Kementan Adakan Bimtek Model Penerapan Smart Farming, Genjot Produksi Kedelai Lokal
Kementan Adakan Bimtek Model Penerapan Smart Farming, Genjot Produksi Kedelai Lokal
Pilarpertanian - Kementerian Pertanian mengadakan bimbingan teknis Model Penerapan Smart Farming di Sulawesi Selatan untuk genjot produksi kedelai lokal sebagai substitusi impor. Smart farming ialah penggunaan platform yang dikonektivitaskan dengan perangkat teknologi, dalam mengumpulkan informasi yang diperoleh dari lapangan dari perangkat yang di tanamkan pada lahan pertanian yang dilakukan secara daring.
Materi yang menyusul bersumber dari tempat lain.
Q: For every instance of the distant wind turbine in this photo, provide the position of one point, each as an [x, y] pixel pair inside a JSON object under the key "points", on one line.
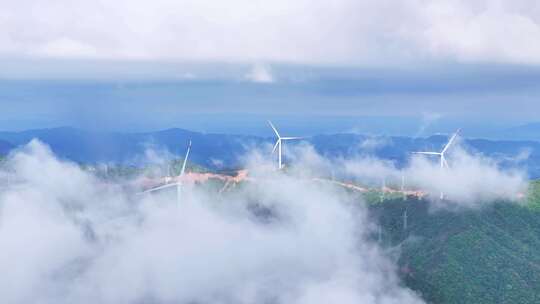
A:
{"points": [[443, 162], [383, 186], [405, 220], [178, 182], [403, 186], [279, 142]]}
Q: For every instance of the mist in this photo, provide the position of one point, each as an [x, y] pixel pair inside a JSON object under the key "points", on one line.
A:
{"points": [[69, 237]]}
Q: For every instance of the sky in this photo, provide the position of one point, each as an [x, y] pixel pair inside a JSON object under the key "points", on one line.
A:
{"points": [[134, 65]]}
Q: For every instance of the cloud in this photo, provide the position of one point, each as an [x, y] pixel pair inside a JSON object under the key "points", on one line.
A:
{"points": [[344, 31], [472, 180], [68, 237], [260, 73]]}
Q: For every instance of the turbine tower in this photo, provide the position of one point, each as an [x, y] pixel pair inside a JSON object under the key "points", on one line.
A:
{"points": [[405, 220], [443, 162], [178, 182], [278, 144], [403, 186]]}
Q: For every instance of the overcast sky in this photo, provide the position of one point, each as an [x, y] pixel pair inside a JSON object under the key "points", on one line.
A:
{"points": [[338, 31], [444, 58]]}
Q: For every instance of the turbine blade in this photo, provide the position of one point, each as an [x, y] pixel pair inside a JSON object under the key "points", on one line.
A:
{"points": [[274, 128], [427, 153], [185, 160], [445, 163], [451, 141], [159, 188]]}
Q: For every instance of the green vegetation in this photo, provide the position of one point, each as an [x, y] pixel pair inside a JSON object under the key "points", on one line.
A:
{"points": [[491, 255]]}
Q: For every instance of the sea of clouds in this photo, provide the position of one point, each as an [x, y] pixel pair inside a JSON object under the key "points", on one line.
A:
{"points": [[69, 237]]}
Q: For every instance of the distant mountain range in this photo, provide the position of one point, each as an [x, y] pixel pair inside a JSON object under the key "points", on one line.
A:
{"points": [[219, 151]]}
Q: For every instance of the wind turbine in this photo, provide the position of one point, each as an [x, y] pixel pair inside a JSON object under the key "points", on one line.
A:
{"points": [[443, 162], [178, 182], [279, 143], [405, 219], [383, 186], [403, 186]]}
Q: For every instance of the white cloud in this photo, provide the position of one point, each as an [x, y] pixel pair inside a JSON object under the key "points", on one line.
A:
{"points": [[67, 237], [260, 73], [342, 31]]}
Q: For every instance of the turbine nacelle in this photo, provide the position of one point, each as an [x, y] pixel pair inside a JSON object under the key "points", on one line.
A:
{"points": [[443, 162], [178, 182], [279, 142]]}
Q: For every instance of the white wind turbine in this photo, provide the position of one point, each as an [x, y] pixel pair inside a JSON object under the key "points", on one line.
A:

Retno Sri Endah Lestari, Ketua Umum Iswi mengatakan pada tahun 1984 kita mampu berswasembada kedelai tetapi semakin ke sini hasrat petani kedelai menurun, dikarenakan harga jual kedelai, dan membuat petani kedelai tidak lagi bersemangat. Dengan penerapan smart farming kita dapat menstimulasi petani muda untuk lebih bersemangat untuk menanam kedelai karena dapat dimonitor di mana saja melalui teknologi yang sudah ada, tidak perlu lagi berjibaku di lahan, di bawah terik dan berlumpur. ”Kita ketahui di mana kedelai lokal lebih bergizi dan kualitasnya tidak kalah dengan kedelai import bahkan memiliki nilai plus di banding kedelai import,” Jelas Retno Sri Endah Lestari.
Di tempat yang sama, Salengke, Dekan Fakultas Pertanian Univ Hasanuddin mewakili Rektor Universitas Hasanuddin menyampaikan bahwa tantangan yang ada sekarang dalam peningkatan produktivitas petani menyangkut pengairan, lahan, pemanasan global dan perubahan iklim, penduduk / SDM petani juga mempunyai tantangan untuk mencukupi kebutuhan rakyat di Indonesia, ”Maka dari itu dengan adanya pemaparan mengenai smart farming diharap dapat meningkatkan hasil panen dari kedelai atau produk pertanian lainnya,” Ucap Salangke.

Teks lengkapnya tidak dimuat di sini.